Ellsworth, whose $200 million fortune came from his vast collection of Asian art, ate lunch and dinner at Donohue’s almost every day of his life for several decades. Maureen and her niece considered him “family,” and in his will he referred to them as “Maureen at Donohue’s” and “Maureen at Donohue’s niece.” (The two women split the tip 50/50.)
Ellsworth was one of hundreds of Upper East Siders who’ve been eating steak and drinking martinis at Donohue’s for years.
“I’ve been going there since 1986,” says Laub, who lives around the corner in an elegant red-brick mansion that’s on the market for a cool $35 million. “It’s a warm Irish pub that happens to have damn good home cooking. There are other Irish pubs in the neighborhood, but between 6 and 10 in the evening, Donohue’s is packed to the brim.”
Other regulars include David Rockefeller (he’s got a mansion nearby), Matt Lauer, Jimmy Fallon, US Supreme Court Justice Anthony Kennedy, Gay Talese, Kate Spade, Police Commissioner Bill Bratton and his wife, CBS legal correspondent Rikki Klieman, Liz Smith and radio personality Mark Simone.
Patrons nursing a bourbon and soda with Ellsworth in that retro bar in the sky include Kitty Carlisle Hart, historian Arthur Schlesinger and Mark Goodson, creator of game shows such as “What’s My Line?,” “To Tell the Truth,” “The Price Is Right” and “Password.”
Old-timers still talk about how Goodson, who lived primarily in Los Angeles, used to send his suits by private plane to a dry cleaner around the corner from Donohue’s.
But don’t think for a minute Donohue’s trades on its celebrity clientele. This is not Elaine’s, or Elio’s or the Upper East Side’s newest hot spot, Ralph Lauren’s Polo Bar.
Donohue’s isn’t looking for mentions on Page Six.

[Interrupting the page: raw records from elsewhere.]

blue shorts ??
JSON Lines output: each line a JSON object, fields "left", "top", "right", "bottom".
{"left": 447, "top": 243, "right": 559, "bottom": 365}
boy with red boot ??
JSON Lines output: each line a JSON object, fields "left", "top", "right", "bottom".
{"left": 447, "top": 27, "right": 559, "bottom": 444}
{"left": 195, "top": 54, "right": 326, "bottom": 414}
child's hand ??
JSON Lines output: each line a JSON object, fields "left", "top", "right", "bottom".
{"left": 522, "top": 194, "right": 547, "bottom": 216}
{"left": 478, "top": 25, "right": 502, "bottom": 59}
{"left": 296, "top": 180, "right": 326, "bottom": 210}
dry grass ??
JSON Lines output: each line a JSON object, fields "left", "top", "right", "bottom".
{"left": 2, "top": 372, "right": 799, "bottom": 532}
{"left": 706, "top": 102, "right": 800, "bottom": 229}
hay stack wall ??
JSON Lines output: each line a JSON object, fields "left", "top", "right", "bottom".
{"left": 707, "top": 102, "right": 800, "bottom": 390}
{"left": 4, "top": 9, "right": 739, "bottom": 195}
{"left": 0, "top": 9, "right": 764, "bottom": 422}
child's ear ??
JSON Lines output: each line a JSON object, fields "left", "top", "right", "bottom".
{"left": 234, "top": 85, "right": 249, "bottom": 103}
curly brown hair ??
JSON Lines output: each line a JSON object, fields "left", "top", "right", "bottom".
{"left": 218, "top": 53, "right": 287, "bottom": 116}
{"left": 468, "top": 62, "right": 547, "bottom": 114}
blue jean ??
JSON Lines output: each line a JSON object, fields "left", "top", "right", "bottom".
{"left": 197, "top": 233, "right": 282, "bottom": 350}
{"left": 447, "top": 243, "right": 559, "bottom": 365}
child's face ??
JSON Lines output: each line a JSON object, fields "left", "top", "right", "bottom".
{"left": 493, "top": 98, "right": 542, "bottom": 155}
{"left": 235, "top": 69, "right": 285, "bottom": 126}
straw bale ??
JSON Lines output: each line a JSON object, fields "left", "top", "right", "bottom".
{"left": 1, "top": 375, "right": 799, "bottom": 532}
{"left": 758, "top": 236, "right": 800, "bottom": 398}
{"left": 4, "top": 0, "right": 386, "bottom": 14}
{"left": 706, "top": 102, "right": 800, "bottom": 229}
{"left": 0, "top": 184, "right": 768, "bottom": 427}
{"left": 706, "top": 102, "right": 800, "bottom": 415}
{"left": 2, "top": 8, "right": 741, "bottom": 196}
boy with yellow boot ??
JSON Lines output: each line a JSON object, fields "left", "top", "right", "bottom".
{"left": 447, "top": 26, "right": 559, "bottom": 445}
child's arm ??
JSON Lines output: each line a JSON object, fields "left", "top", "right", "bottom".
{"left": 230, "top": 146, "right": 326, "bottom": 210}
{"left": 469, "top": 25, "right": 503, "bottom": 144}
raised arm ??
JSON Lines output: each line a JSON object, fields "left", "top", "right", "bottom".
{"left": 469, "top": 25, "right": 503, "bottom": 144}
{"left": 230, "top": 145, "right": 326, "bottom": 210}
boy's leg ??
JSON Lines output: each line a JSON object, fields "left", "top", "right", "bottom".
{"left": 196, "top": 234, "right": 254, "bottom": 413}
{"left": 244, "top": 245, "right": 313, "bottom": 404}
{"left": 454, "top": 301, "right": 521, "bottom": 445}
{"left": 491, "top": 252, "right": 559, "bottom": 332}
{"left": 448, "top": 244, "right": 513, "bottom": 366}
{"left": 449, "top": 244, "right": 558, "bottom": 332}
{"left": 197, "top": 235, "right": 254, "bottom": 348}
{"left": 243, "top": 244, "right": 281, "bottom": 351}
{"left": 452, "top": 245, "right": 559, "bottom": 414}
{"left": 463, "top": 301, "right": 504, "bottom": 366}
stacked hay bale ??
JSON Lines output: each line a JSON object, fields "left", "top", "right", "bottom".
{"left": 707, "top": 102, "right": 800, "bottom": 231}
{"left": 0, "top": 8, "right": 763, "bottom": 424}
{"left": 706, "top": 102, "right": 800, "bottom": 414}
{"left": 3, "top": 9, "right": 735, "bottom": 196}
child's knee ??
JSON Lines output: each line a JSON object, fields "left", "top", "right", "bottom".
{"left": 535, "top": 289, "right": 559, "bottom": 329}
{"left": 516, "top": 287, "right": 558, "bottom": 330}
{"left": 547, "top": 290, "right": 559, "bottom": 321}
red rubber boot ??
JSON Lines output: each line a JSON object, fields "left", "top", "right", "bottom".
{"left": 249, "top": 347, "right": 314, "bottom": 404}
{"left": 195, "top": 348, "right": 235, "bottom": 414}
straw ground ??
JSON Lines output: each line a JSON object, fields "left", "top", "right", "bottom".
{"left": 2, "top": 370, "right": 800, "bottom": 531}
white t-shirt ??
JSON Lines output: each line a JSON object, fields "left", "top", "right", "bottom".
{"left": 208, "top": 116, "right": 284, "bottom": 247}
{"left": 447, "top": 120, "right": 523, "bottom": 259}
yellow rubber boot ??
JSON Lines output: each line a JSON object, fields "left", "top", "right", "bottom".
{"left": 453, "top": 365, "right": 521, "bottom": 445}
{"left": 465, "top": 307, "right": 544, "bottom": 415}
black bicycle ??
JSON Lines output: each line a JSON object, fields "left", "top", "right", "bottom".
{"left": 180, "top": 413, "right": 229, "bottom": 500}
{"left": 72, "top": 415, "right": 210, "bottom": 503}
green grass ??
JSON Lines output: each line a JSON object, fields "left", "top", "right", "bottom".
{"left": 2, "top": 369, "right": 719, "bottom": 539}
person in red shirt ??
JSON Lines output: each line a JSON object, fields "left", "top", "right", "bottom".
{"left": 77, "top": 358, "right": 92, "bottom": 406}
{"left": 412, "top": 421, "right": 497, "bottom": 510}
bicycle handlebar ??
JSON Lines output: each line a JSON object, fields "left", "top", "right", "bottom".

“I didn’t want the publicity!” Maureen has been telling custumers all week about her appearances in media outlets from New York to India.
“Maureen treats everybody the same — like family,” says Laub. “You can sit at the bar and talk to Matt Lauer and call him Matt. Everybody’s on a first-name basis at Donohue’s.”
Tita Cahn, widow of songwriter Sammy Cahn (“High Hopes,” “All the Way”), lives in Beverly Hills, but whenever she’s in New York, she heads to Donohue’s.
“I’ve been going there 23 years,” she says. “If I were at the bar at the Carlyle or the Four Seasons, I wouldn’t speak to anyone. But you talk to everybody at Donohue’s. It’s safe. There are no loonies.”
Martin Donohue, Maureen’s grandfather, started the restaurant, which bills itself on a long green awning as a steak house, in 1950. He passed it on to his son, Michael, who at one time was president of the New York State Liquor Authority. He died in 2000, and his daughter Maureen has been running it ever since.
Though the restaurant is in mint condition, the décor has hardly changed in 64 years. The bar is right out of “The Apartment,” Billy Wilder’s 1960 satire about the corporate world that inspired “Mad Men.” You can imagine Jack Lemmon sitting there by himself playing with the olive in his martini and pining for Shirley MacLaine.
Past the bar is the restaurant — “dining room in rear,” as it says on the window — with two rows of black booths along the wood-paneled walls and a line of tables in the middle. The tablecloths are red, the placemats paper and the plates white. The specials are written on a chalkboard in the back and usually include chicken pot pie, Yankee pot roast and sauteed calf’s liver. Steaks are simply grilled and served with a side of fries or creamed spinach.
Above all, Donohue’s is a good place to talk. You can linger over coffee, tea or one more glass of merlot and discuss Sputnik, Checkers, Suez, Sinatra, DiMaggio or anything else from the Eisenhower era.
But this week everybody’s talking about that $50,000 tip Ellsworth left to “Maureen at Donohue’s.”
Regulars are puzzled, though. As one says, “The guy ate there every night for 50 years, and he couldn’t figure out that Maureen’s last name is Donohue?”